Almost a quarter of England’s population is classified as obese. Evidence has shown that commercial weight management services can be effective, but the effectiveness of obesity management in primary care is still unclear.

Researchers at the University of Birmingham compared the effectiveness of several 12-week-long commercial weight loss programs with primary care led programs and a control group.

"Our findings suggest that a 12-week group-based dedicated program of weight management can result in clinically useful amounts of weight loss that are sustained at one year," say the authors.
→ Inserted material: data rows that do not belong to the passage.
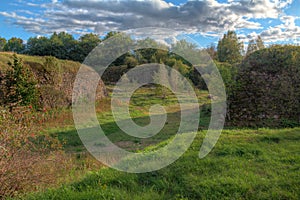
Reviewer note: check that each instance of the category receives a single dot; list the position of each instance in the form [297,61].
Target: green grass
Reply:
[244,164]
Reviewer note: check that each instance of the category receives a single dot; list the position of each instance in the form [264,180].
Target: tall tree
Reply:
[229,48]
[85,45]
[15,45]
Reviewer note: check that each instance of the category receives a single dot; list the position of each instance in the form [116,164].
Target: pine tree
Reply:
[19,87]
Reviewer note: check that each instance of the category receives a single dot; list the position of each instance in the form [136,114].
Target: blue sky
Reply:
[277,21]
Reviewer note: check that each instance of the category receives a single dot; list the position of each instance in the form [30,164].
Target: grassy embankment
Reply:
[245,164]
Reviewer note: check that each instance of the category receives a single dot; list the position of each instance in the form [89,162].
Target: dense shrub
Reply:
[28,160]
[268,88]
[19,85]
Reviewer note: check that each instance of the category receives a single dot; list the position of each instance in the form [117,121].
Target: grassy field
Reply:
[245,163]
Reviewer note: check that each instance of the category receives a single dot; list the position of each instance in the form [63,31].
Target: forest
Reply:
[256,157]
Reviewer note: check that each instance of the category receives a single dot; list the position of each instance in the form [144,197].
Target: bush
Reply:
[268,88]
[19,85]
[28,160]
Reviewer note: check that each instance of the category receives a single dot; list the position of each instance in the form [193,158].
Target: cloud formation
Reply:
[204,17]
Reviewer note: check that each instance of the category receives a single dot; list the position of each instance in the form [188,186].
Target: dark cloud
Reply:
[207,16]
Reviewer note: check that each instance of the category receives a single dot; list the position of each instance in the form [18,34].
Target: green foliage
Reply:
[229,48]
[15,45]
[19,87]
[255,45]
[2,43]
[63,46]
[268,88]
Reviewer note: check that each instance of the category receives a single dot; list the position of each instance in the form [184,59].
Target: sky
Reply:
[205,21]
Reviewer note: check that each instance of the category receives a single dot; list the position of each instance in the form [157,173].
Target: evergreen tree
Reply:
[19,85]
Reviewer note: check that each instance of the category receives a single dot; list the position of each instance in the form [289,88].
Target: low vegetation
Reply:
[256,157]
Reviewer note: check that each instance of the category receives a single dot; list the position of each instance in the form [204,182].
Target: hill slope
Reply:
[54,78]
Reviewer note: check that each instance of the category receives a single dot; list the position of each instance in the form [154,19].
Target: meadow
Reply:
[261,163]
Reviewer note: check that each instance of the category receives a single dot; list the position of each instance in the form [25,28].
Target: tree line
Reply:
[64,46]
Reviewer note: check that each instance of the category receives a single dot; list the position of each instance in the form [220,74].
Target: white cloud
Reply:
[208,17]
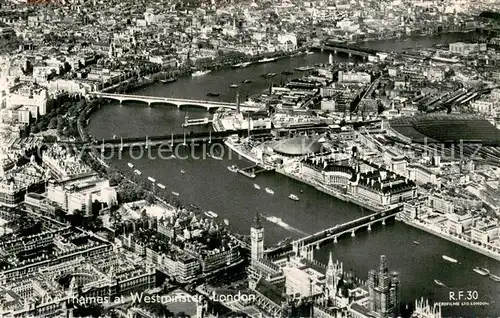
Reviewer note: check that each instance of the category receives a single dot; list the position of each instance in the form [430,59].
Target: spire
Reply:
[257,224]
[330,261]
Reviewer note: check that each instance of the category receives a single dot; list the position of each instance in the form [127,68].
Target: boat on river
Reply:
[267,60]
[481,271]
[200,73]
[449,259]
[211,214]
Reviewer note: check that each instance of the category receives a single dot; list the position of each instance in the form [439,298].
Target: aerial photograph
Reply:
[250,158]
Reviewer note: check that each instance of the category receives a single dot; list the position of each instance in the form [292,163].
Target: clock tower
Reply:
[257,238]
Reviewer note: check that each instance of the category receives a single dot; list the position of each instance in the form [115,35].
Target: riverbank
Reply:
[319,187]
[457,240]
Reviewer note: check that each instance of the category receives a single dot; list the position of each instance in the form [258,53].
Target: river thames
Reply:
[210,185]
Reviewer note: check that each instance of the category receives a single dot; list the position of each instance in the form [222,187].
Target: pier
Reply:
[337,48]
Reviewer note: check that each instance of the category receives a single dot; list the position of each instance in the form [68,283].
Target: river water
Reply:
[209,184]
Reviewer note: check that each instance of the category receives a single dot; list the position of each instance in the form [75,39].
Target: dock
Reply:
[196,121]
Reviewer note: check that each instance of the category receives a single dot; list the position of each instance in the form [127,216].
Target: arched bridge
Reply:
[164,100]
[306,244]
[171,140]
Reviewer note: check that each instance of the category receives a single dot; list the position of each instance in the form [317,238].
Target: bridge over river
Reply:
[170,140]
[178,102]
[305,246]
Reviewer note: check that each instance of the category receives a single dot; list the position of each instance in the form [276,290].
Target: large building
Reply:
[381,187]
[257,239]
[384,290]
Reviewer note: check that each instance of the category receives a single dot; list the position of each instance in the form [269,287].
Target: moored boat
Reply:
[304,68]
[200,73]
[449,259]
[481,271]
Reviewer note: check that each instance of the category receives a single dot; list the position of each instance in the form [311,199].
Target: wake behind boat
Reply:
[481,271]
[495,278]
[200,73]
[449,259]
[211,214]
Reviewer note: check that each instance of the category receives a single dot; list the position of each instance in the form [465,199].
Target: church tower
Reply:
[257,238]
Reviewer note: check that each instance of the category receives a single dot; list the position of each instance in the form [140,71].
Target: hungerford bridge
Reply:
[164,100]
[306,245]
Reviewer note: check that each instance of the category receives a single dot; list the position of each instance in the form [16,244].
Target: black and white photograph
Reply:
[250,158]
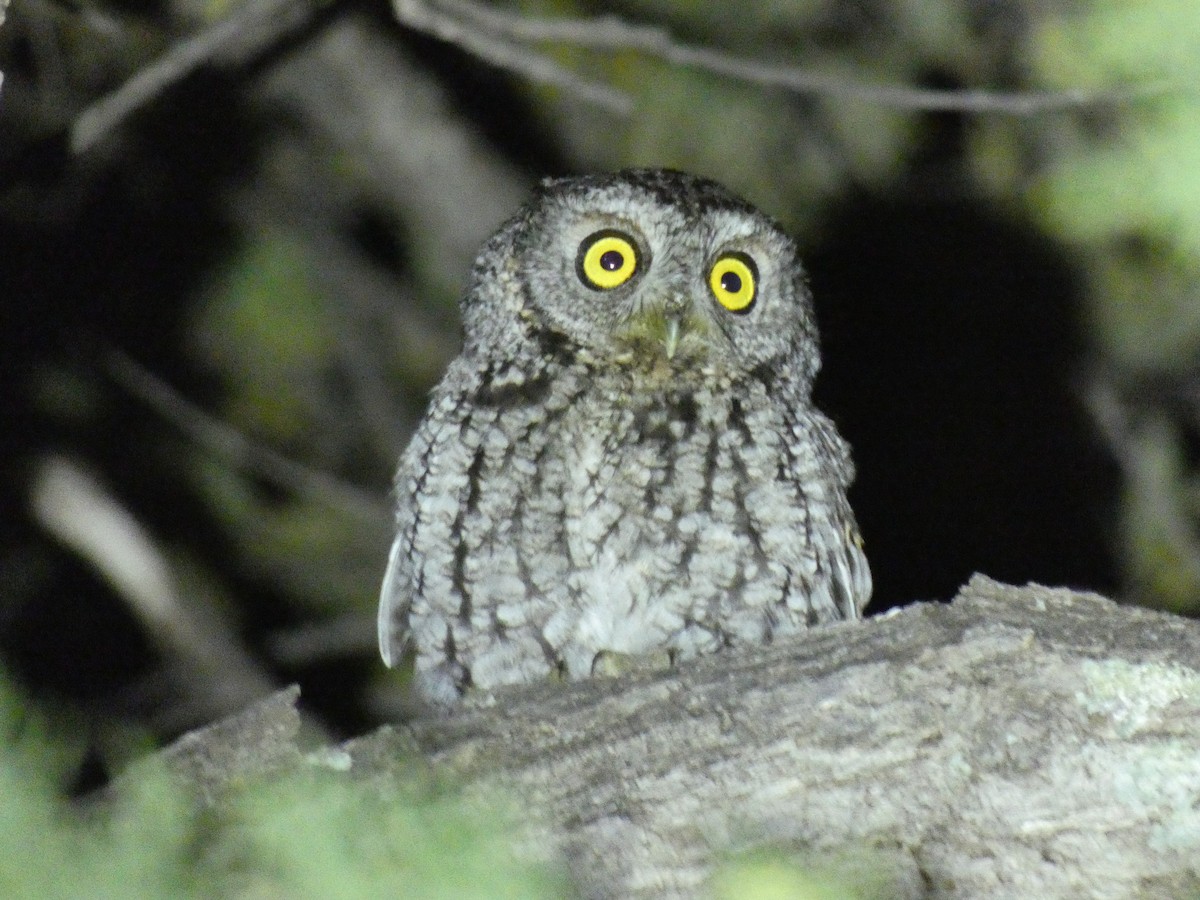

"Commercially provided weight management services are more effective and cheaper than primary care based services led by specially trained staff, which are ineffective," they added.

Hundreds Participate, Weight Watchers Among Programs

The study included a total of 740 obese and overweight men and women using different programs.

Among these were Weight Watchers, Slimming World, Rosemary Conley, a group-based dietetics program, general practice one to one counseling, pharmacy one to one counseling, or a choice of any of the six programs.

Follow up data was available for 658 participants at the end of each 12-week program and 522 at one year.

A control group was provided with 12 vouchers enabling free entrance to a local leisure, fitness center.

Significant Weight Loss

After 12 weeks all programs achieved significant weight loss, with the average weight loss ranging from 4.4 kg, Weight Watchers, to 1.4 kg, general practice provision. The primary care programs were no better than the control group at 12 weeks, the authors wrote.

After one year significant weight loss occurred in all groups apart from the one to one programs in general practice and pharmacy settings. However, Weight Watchers was the only program to achieve significantly greater weight loss than the control group.

However, attendance was an important factor and the highest attendance rate was in Weight Watchers and the lowest was in primary care programs, which were the most costly.

NHS 'Should' Learn from Private Sector

The authors said that England’s National Health Service should be mindful of the level of investment that is needed to develop their own expert workforce to manage complex obesity, and gain much information from commercial companies in order to know how to please the consumers' needs.